Cape farmer launches R10 million damages suit against liquidators after home invasion
Yvonne Oberholster’s home was invaded yesterday morning at about 10am by a group purporting to be the sheriff of Somerset West and agents of KPMG Services, the liquidation and debt recovery arm of KPMG.
Oberholster was sequestrated earlier this year despite being under debt review in terms of the National Credit Act, which supposedly protects South Africans from sequestration proceedings.
She was ill and in bed at the time of the home invasion. While she was in bed, a gang of men burst into her bedroom and one man – apparently a KPMG Services agent by the name of Andrew Draai – pushed opened the door and said “So nice to meet you Mrs Obersholster,” who is 60 years old and suffering from hypertension. The gang of men broke the locks to her front gate and entered the house, pushing her husband Deon aside. One of the agents is pictured to the left. Another agent (above right) attempted to shield his face from the camera.

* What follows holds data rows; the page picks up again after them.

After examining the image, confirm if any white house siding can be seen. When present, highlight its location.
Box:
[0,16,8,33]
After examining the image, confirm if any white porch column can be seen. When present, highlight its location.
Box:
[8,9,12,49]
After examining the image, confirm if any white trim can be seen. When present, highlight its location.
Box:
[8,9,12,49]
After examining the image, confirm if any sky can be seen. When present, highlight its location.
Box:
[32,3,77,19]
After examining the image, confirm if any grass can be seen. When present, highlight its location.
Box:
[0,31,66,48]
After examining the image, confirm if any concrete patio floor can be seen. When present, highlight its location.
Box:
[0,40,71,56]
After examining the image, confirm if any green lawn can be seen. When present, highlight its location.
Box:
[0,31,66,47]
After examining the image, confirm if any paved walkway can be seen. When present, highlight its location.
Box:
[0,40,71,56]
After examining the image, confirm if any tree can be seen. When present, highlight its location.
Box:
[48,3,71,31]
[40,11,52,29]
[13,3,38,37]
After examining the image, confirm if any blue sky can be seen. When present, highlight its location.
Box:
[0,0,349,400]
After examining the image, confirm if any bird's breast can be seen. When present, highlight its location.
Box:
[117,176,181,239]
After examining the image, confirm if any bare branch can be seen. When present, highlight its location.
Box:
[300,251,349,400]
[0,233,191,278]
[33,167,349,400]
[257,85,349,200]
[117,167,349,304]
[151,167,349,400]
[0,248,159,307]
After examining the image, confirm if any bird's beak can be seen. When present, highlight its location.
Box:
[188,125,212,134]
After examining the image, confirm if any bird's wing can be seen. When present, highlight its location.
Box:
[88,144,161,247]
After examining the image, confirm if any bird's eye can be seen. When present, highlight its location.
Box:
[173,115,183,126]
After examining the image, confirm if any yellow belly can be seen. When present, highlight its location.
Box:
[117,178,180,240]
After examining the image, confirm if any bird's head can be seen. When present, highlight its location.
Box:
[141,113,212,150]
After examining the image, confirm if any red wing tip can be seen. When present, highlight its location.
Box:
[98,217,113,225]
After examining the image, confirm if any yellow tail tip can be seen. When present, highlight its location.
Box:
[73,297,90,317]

In terms of the law, only the sheriff is allowed to execute on a warrant. Legal advisers contacted by Acts Online confirm that KPMG had no right to be present at the home invasion. Mrs Obersholster has since instructed her attorneys, Deena Moodley and Associates, to launch damages proceedings of as much as R10 million for the infringement of her constitutional rights.
This happened despite her informing the invaders of her appeal against her sequestration before the Constitutional Court, which was lodged this week. Because Mrs Oberholster had applied to the Constitutional Court for leave to appeal her sequestration, she is protected under Rule 49(11) of the court rules against any attempt to execute against her. South African liquidators have tended to ignore this rule and grab whatever they can in violation of this rule.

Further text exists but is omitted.